East Rand uncle to stand trial for sexually assaulting nieces
In another “house of horrors” case, a Gauteng man is set to stand trial for allegedly sexually assaulting his nieces.
The 29-year-old East Rand man appeared in court on September 23 and is expected to return in November to face two charges of sexually assaulting his sister’s daughters, aged five and eight, over several months in 2012.
The grandmother of the two girls said the family became suspicious after the sisters started behaving “strangely … lying under blankets and on top of each other”.
When they visited her they arrived without underwear and with bruises and burns, she added.
Their uncle was arrested in November after the two girls claimed he had abused them. At the time of the alleged abuse, they had been living in several East Rand homes with their mother, the accused uncle and several other family members.
According to the girls’ paternal grandmother, they never had a secure address. When they visited her, she said she would return them to their mother either at a petrol station or along a sidewalk near their place of residence.

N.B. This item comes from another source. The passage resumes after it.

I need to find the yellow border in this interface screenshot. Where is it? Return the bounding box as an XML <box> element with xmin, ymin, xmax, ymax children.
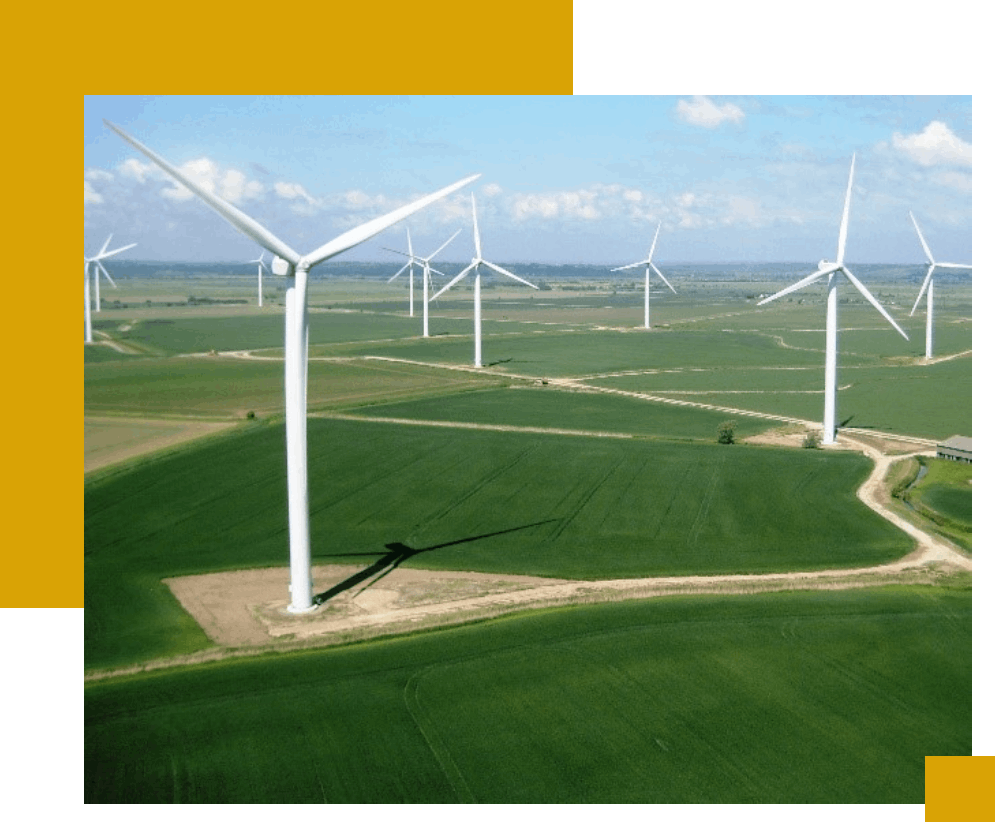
<box><xmin>926</xmin><ymin>756</ymin><xmax>993</xmax><ymax>822</ymax></box>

She also said that the mother of the girls was always "partying".
The man, who has a five-year-old child, indicated in his bail application that he intends pleading not guilty. He was released on bail in July.
Independent investigator Elmarie Pretorius, who has been investigating the allegations for over a year, and the girls’ grandmother have complained that they believe the police have dragged their feet in case. The grandmother said that despite reporting the suspected abuse to the Germiston Police Station in December 2012, the police only officially opened a case in October 2013 and arrested the uncle a month later.
South African Police Service spokesman Lungelo Dlamini denied the allegations of poor investigation, saying a probe by the Family Violence, Sexual Offences and Child Protection Unit found that “normal procedures” were followed.
The frustrated family members are concerned about how the delays may impact on the children’s healing.
The girls, who are both in school, are expected to testify against their uncle.
“They want this done as much [as we do],” their father said.
According to Pretorius, the children have displayed signs of post-traumatic stress. Their grandmother said their behaviour – including eating and sleeping patterns - had been affected by the news that their uncle had been released on bail.
When cases drag on, “many children feel that their lives are on hold” and they find it difficult to “settle, recover and progress,” Childline’s Joan van Niekerk warned.